Health Reproductive Rights

Texas’ Revised Pamphlet for Women Seeking Abortion Still Full of Innaccuracies

The state of Texas released a new draft of an informational pamphlet on abortion—and it contains numerous inaccuracies and biased information advocates say is meant to shame and scare women.

The Texas Department of State Health Services (DSHS)recently published a revised draft of a 2003 pamphlet that doctors are required to give to all women seeking to terminate a pregnancy. The draft persists in detailing factual inaccuracies already present in the original, including linking abortion to an increased risk of breast cancer and infertility, and reiterating the scientifically unproven claim that a fetus can begin feeling pain at 20 weeks.

The 2003 Texas Woman’s Right to Know Act forces doctors to give patients seeking abortion the DSHS pamphlet, whether or not the doctor finds the information relevant or accurate. Reproductive rights advocates argue that the pamphlet is biased, factually incorrect, and meant to shame women.
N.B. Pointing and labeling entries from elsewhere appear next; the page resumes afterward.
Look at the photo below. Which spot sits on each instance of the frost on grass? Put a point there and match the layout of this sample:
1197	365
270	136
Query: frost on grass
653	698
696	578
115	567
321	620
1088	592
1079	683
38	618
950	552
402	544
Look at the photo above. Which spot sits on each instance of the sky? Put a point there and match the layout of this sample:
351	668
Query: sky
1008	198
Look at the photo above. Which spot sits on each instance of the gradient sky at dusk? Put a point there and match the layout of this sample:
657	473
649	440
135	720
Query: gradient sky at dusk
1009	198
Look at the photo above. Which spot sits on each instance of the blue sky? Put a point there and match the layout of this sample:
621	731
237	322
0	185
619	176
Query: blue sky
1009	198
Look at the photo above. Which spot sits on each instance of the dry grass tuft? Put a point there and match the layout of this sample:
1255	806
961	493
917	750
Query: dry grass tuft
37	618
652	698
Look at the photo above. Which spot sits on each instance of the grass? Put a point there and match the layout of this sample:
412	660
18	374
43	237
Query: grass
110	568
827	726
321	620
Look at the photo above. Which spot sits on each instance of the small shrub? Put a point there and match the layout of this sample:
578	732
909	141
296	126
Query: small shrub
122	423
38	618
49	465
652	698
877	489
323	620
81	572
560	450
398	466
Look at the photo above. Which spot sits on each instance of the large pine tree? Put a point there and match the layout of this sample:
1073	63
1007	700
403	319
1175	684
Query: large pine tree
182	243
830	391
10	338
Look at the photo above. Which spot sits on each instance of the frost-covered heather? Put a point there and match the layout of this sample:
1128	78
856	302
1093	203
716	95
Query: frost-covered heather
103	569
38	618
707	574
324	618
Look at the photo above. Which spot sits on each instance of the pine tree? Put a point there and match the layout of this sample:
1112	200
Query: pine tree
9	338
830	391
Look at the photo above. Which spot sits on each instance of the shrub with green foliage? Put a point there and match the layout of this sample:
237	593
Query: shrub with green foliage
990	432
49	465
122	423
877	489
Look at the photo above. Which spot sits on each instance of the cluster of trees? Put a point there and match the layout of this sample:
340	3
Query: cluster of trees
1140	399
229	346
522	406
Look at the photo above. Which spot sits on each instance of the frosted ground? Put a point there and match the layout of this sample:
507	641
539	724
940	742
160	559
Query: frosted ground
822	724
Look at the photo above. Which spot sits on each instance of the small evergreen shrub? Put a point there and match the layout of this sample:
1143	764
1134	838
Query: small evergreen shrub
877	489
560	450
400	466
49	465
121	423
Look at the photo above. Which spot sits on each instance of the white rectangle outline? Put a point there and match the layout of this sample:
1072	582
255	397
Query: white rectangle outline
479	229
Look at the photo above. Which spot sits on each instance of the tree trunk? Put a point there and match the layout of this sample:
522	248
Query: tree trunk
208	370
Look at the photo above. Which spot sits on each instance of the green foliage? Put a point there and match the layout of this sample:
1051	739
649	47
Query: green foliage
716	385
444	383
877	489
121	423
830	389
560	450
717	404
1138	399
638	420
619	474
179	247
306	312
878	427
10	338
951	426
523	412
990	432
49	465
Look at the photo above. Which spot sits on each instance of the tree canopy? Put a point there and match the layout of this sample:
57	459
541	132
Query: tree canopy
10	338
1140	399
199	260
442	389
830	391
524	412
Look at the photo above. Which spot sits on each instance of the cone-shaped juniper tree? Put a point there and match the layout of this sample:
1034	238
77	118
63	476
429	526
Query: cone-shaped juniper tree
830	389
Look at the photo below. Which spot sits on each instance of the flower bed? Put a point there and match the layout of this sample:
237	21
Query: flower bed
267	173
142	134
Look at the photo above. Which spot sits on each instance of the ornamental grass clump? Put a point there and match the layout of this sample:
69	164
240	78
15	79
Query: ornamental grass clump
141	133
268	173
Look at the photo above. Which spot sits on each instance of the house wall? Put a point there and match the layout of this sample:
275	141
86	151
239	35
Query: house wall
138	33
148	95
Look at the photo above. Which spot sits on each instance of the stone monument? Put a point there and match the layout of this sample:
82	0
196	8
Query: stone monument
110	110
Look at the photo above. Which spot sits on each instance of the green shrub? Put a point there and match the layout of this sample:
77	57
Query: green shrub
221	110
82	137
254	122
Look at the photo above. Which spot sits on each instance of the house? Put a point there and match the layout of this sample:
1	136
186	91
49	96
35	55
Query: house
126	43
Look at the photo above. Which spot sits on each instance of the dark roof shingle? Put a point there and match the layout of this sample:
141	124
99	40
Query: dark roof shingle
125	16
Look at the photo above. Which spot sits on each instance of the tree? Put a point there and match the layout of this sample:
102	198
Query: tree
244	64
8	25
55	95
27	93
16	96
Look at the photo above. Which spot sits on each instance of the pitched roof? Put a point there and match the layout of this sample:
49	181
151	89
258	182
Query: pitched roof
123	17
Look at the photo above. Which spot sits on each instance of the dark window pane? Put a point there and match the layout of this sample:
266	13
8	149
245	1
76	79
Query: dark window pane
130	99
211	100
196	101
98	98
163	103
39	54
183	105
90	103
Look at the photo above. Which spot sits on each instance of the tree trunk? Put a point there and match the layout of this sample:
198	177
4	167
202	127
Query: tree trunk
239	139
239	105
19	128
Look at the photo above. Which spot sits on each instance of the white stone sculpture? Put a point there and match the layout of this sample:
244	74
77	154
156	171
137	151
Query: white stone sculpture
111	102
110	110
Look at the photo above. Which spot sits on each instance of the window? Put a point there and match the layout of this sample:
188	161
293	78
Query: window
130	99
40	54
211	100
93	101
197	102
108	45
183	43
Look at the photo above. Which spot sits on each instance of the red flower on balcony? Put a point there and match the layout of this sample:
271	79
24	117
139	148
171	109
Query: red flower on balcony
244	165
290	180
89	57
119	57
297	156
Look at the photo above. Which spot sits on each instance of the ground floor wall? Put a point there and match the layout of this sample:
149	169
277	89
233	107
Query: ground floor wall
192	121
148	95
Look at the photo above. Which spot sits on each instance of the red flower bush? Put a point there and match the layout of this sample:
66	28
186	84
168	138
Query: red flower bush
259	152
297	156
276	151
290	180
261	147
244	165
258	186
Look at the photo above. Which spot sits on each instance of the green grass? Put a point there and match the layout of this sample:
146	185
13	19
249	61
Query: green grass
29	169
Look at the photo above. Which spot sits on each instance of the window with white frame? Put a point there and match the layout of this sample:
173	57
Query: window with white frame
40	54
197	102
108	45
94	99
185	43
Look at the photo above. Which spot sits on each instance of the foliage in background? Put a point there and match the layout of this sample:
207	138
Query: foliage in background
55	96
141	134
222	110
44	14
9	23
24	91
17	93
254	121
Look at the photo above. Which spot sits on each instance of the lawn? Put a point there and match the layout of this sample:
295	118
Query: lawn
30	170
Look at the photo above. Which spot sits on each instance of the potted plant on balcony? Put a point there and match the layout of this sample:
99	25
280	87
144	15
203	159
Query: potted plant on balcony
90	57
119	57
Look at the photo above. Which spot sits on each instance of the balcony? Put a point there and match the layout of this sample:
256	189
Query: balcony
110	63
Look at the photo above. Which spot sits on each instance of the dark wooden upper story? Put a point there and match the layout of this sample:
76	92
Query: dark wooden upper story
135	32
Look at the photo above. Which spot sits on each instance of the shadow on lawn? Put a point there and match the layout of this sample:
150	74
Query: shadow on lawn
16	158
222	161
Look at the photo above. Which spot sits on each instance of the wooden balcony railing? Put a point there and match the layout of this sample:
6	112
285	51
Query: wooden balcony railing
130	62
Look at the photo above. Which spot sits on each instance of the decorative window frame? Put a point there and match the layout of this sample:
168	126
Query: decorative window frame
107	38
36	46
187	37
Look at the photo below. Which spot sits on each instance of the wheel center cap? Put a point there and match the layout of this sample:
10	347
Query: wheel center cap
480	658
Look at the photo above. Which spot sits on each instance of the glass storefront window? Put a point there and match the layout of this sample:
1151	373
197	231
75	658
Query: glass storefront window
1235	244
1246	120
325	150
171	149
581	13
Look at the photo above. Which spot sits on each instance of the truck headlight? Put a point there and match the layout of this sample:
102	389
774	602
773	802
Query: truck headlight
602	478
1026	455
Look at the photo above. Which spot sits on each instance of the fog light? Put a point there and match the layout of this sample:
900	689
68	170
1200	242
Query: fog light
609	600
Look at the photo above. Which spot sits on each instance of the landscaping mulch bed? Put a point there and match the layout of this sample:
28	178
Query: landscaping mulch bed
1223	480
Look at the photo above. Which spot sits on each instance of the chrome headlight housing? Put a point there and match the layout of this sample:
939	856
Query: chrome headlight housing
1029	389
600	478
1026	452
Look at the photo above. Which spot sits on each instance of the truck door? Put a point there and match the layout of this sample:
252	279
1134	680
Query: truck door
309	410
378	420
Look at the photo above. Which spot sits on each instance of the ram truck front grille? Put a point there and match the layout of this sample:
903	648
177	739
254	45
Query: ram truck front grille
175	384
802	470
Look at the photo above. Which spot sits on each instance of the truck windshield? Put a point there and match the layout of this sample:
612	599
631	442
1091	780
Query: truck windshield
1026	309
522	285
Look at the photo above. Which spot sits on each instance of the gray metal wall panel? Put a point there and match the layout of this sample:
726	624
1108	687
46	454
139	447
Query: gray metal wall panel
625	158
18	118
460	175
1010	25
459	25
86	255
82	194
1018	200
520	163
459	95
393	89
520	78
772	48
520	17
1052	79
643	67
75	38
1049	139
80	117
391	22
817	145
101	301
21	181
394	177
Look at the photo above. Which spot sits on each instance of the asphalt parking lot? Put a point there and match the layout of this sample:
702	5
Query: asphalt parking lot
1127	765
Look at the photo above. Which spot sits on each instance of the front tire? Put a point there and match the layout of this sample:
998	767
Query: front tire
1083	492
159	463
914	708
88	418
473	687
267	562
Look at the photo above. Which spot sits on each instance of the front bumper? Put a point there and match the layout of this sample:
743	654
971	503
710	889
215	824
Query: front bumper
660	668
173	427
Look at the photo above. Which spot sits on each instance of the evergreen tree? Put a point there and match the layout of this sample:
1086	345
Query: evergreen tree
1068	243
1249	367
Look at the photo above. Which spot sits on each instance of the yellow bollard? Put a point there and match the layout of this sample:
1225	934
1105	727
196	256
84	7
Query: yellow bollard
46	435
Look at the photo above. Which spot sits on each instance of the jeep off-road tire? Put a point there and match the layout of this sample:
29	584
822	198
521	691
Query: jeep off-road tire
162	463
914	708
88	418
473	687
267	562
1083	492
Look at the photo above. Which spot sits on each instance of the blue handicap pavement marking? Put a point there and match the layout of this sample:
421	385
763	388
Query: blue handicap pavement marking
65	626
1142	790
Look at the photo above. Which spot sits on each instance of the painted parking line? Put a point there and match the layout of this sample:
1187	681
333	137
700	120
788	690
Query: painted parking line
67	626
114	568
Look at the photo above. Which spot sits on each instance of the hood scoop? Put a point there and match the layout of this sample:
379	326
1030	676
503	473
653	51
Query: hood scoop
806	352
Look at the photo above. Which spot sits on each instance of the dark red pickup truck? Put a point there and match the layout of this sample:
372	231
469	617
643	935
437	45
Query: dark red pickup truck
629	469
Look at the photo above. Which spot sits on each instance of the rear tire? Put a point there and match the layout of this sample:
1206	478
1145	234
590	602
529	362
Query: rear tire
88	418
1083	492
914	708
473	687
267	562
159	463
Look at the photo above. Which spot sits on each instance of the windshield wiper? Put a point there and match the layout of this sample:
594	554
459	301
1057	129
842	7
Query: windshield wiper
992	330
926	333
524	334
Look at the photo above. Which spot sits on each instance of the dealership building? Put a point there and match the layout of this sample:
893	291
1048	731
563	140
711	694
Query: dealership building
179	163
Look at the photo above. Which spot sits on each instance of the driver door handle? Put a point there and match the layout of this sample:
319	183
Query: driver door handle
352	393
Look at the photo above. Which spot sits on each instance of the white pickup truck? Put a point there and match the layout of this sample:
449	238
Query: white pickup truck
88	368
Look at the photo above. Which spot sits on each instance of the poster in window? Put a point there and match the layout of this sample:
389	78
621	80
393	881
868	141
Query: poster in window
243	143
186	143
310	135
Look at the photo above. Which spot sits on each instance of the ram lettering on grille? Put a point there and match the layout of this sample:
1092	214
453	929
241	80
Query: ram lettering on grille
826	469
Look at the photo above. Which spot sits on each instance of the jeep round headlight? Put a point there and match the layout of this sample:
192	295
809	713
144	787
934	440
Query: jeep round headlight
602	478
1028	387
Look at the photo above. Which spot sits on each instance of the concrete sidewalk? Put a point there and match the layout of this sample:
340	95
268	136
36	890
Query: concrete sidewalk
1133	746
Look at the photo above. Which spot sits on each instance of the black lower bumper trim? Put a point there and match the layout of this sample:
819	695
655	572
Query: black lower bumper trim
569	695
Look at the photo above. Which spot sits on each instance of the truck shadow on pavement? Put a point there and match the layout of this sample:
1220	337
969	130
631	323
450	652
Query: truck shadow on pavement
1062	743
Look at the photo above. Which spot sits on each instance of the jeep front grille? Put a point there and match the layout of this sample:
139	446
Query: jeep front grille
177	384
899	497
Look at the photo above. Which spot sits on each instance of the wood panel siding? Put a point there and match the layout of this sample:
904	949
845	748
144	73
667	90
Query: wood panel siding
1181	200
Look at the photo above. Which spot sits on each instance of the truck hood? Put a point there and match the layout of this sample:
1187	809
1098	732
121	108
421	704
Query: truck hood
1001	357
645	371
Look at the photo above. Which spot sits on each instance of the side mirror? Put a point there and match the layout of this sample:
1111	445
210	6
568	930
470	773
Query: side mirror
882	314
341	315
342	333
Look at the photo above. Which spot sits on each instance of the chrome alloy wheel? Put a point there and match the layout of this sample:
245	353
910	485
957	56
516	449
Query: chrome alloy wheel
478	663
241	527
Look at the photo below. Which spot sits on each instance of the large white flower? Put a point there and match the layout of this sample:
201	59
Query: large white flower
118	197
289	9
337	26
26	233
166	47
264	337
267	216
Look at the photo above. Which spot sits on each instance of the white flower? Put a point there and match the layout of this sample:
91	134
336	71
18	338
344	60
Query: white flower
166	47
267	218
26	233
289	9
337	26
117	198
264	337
A study by Rutgers University found that 34 percent of the information in the 2003 version of the pamphlet was medically inaccurate, and preliminary findings show that the same is true for the new draft. In highlighting death as the most prominent health risk, for example, the pamphlet fails to detail that only five Texas women who had an abortion between 2001 and 2014 died from complications (less than 0.0005 percent), as opposed to the more than 1,000 Texas women who died from pregnancy-related causes during the same period.

The state claims they consulted with the American Congress of Obstetricians and Gynecologists (ACOG), though the group says none of its recommendations were incorporated into the draft of the new pamphlet. ACOG has sent a letter to DSHS voicing, “significant concerns with some of the material and how it is presented.”

As of the end of last week, DSHS began reviewing the more than 5,000 comments they received, including those from ACOG, evaluating the revised draft.

Sources:

Texas Tribune 7/27/16; Rewire 7/29/16.